The Grapevine (July 2008)

| Journal

Project Budburst

You may have read about Project Budburst in a recent Wild Ones Journal. It’s a nationwide volunteer effort to observe buds, leaves and blossoms on trees as part of tracking climatic variation over time. Herbaceous and non-native plants are also targets. You can learn more, and sign up at windows.ucar.edu/citizen_ science/budburst/.

“As a point of observation,” writes somebody on one of my lists, “all the black locust around here (Ann Arbor area) would have come from the Southeast, Amelanchier canadensis will have come from points farther east, (our native trees would be A. arborea, A. laevis, or A. interior), and nursery-grown red maples may have originated anywhere from Florida to Maine. Planted tulip poplars could have come from anywhere within their range as well, although we do have native ones in moist woods. There’s likely to be variation in those plants based on where the parent is from.

“Where they are planted is also something to make note of. The plants along streets and sidewalks are likely to have a warmer micro-environment than those in surrounding woods or depressions where cold air settles. This might create local variations in leafing out/flowering by two weeks or more.”

What an interesting point. I suppose that as these data are collected across the continent and over the long-term, the geographic provenance and growing conditions of individuals may not matter as much as the overall trends, and variations from some baseline. And perhaps the designers of this study have already accounted for that in the data that they receive.

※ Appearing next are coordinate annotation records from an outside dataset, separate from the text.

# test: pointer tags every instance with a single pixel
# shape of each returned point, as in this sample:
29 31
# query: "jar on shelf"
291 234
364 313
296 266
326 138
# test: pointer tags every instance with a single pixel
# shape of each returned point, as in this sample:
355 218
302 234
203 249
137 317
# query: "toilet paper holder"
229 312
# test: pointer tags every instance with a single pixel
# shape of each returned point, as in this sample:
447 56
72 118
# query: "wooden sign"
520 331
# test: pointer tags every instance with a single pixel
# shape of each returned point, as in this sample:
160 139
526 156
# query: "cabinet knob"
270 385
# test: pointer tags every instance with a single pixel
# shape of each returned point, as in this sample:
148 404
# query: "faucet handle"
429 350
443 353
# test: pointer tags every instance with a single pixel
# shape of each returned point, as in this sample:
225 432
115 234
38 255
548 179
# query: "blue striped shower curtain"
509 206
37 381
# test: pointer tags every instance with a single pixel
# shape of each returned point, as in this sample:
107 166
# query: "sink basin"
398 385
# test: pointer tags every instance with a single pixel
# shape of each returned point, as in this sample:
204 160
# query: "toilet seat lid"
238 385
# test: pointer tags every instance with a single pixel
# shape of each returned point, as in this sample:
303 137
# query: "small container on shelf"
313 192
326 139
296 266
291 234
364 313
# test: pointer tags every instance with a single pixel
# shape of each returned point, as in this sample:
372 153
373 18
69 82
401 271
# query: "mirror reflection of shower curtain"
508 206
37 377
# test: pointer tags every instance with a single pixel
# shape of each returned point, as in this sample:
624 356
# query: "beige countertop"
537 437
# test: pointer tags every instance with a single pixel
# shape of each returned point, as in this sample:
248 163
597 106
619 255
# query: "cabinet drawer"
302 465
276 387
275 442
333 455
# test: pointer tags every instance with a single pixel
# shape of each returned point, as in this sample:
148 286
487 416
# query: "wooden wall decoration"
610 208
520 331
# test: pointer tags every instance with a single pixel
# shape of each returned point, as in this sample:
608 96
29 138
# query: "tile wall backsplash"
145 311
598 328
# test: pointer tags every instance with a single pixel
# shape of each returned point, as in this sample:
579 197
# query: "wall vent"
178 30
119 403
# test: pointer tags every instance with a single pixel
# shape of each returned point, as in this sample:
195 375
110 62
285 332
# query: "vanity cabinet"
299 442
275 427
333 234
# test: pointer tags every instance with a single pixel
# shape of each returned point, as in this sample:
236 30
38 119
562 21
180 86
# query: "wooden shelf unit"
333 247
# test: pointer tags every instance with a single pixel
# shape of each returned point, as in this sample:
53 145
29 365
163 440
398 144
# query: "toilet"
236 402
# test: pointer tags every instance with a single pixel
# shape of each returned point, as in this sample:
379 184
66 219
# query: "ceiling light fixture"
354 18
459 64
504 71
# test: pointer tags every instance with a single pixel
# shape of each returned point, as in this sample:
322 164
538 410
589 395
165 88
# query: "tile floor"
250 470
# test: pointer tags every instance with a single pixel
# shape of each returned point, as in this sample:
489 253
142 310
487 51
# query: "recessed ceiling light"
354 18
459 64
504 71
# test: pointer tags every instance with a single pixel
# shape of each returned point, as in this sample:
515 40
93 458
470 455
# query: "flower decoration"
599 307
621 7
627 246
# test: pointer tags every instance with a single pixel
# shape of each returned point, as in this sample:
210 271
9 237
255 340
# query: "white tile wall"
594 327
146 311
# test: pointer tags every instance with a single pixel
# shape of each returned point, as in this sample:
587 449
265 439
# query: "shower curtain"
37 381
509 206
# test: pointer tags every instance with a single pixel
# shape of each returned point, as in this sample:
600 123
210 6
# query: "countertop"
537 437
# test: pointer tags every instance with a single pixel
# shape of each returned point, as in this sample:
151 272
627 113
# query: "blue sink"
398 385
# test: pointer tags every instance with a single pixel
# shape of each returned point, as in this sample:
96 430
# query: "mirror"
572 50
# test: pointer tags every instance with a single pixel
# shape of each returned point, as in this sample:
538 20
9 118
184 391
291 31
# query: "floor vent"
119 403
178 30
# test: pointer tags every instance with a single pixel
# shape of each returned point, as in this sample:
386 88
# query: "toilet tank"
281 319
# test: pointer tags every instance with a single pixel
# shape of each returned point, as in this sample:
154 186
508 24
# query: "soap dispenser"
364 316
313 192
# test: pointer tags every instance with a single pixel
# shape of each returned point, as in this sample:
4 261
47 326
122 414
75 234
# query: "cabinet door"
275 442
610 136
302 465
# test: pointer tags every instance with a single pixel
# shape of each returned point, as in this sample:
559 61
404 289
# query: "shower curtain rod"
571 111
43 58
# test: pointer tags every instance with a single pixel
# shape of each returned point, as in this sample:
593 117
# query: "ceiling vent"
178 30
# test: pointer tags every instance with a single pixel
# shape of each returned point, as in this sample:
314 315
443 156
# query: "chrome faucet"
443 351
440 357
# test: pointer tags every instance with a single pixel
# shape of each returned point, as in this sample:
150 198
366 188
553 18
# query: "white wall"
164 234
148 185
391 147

Perhaps the greatest value will be in getting people to pay attention to the phenology of local species and how climate change may be affecting these plants.

The same correspondent went on to suggest that it might be interesting to create a display planting of red maples, selecting plants at a variety of points along its range, from north to south and east to west, to showcase the genetic memory related to the geographic location of the parent plants. If you’ll check Peterson’s Field Guide of Eastern Trees, you’ll note that the range of the red maple extends along the 48th parallel from the southern tip of Newfoundland, west to Minnesota, and south to the tip of Florida.